Seth Ginther, a lawyer with the U.S. Industrial Pellet Association, insists the pellet industry is not responsible for environmental damage. But he acknowledged that private landowners are free to do what they wish, including cut down whole trees on their land.
And in the South, where nearly 90 percent of land is privately owned, there is no law on the books requiring landowners to grow those trees back.
Dozens of biomass facilities have been built in the South. There are currently two in Louisiana, with eight more planned, according to Quaranda.
With a permit to build roads for logging in a protected area of the Atchafalaya pending approval from the Army Corps of Engineers, Dean Wilson worries he’s just seen the beginning of a decades-long battle to protect the woods he’s been looking after since the 1980s.

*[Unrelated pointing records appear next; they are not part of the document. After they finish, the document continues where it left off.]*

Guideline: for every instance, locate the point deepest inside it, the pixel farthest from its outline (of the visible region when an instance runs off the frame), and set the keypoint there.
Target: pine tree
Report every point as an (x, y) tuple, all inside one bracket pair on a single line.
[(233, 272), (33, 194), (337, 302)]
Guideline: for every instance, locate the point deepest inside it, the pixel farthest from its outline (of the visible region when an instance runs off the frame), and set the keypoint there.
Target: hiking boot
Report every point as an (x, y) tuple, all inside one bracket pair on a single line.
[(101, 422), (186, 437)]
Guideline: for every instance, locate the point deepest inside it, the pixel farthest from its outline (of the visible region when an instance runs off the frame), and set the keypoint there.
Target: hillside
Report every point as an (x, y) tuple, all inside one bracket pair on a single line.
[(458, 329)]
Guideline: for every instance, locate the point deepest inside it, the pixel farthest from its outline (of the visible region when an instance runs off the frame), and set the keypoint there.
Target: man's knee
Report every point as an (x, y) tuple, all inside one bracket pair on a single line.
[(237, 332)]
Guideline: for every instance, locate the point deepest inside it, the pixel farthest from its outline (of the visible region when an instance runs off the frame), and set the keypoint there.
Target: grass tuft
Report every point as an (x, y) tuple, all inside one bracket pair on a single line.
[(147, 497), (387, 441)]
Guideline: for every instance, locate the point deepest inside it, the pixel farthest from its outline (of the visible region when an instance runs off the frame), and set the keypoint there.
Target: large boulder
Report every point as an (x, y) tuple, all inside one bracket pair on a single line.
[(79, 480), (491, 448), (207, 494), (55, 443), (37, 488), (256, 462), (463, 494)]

Now Wilson is trying to employ the same tactic he used when he found out retailers were selling cypress mulch taken from the Atchafalaya.
Working with European environmentalists from groups such as Birdlife and Friends of the Earth, Wilson is attempting to establish a chain of accountability — from a Louisiana tree to a European light bulb.
He knows regulations are unlikely to become more protective in Louisiana, so he and others are hoping that, by showing Europeans where their supposedly renewable energy is coming from, they can persuade the European Commission's energy division to reconsider how it treats biomass as a renewable energy source. If it does, environmentalists hope that will effectively kill the market for wood pellets in the South.
But this time around, establishing a chain of accountability will be harder for Wilson. When companies were logging for cypress mulch, he could find bags of the mulch branded with company logos in his local Walmart.
Now it’s hard to even find out who owns the massive biomass factories and storage facilities surrounding Baton Rouge. And the wood isn’t going to Walmart — it’s going thousands of miles away to highly guarded power plants in remote parts of Europe.
“With the cypress mulch, we managed to find the trucks and the bags and take pictures,” Wilson said. “This time we don’t have that. It’s going into a black hole.”